What is the best way to remove from the array elements that are repeated. For example, from the array
a = [4, 3, 3, 1, 6, 6]
need to get
arr = [4, 3, 3, 1, 6, 6]
arr.
group_by {|e| e }.
map {|e, es| [e, es.length] }.
reject {|e, count| count > 1 }.
map(&:first)
# [4, 1]
a = [4, 3, 3, 1, 6, 6]
a.select{|b| a.count(b) == 1}
#=> [4, 1]
More complicated but faster solution (O(n)
I believe :))
a = [4, 3, 3, 1, 6, 6]
ar = []
add = proc{|to, form| to << from[1] if form.uniq.size == from.size }
a.sort!.each_cons(3){|b| add.call(ar, b)}
ar << a[0] if a[0] != a[1]; ar << a[-1] if a[-1] != a[-2]
I needed something like this, so tested a few different approaches. These all return an array of the items that are duplicated in the original array:
module Enumerable
def dups
inject({}) {|h,v| h[v]=h[v].to_i+1; h}.reject{|k,v| v==1}.keys
end
def only_duplicates
duplicates = []
self.each {|each| duplicates << each if self.count(each) > 1}
duplicates.uniq
end
def dups_ej
inject(Hash.new(0)) {|h,v| h[v] += 1; h}.reject{|k,v| v==1}.keys
end
def dedup
duplicates = self.dup
self.uniq.each { |v| duplicates[self.index(v)] = nil }
duplicates.compact.uniq
end
end
Benchark results for 100,000 iterations, first with an array of integers, then an array of strings.

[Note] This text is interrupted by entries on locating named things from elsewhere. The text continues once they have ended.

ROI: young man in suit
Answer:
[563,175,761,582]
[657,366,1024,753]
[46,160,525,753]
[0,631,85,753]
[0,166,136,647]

Performance will vary depending on the numer of duplicates found, but these tests are with a fixed number of duplicates (~ half array entries are duplicates):
test_benchmark_integer
user system total real
Enumerable.dups 2.560000 0.040000 2.600000 ( 2.596083)

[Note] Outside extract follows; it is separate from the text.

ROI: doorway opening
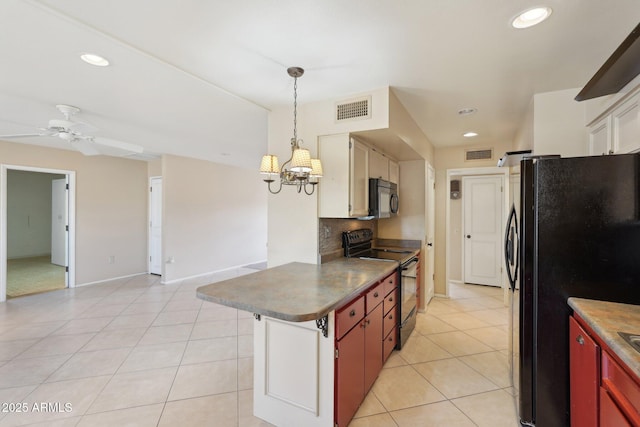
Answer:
[0,165,75,301]
[445,167,509,295]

Enumerable.only_duplicates 6.840000 0.020000 6.860000 ( 6.879830)
Enumerable.dups_ej 2.300000 0.030000 2.330000 ( 2.329113)
Enumerable.dedup 1.700000 0.020000 1.720000 ( 1.724220)
test_benchmark_strings
user system total real
Enumerable.dups 4.650000 0.030000 4.680000 ( 4.722301)
Enumerable.only_duplicates 47.060000 0.150000 47.210000 ( 47.478509)
Enumerable.dups_ej 4.060000 0.030000 4.090000 ( 4.123402)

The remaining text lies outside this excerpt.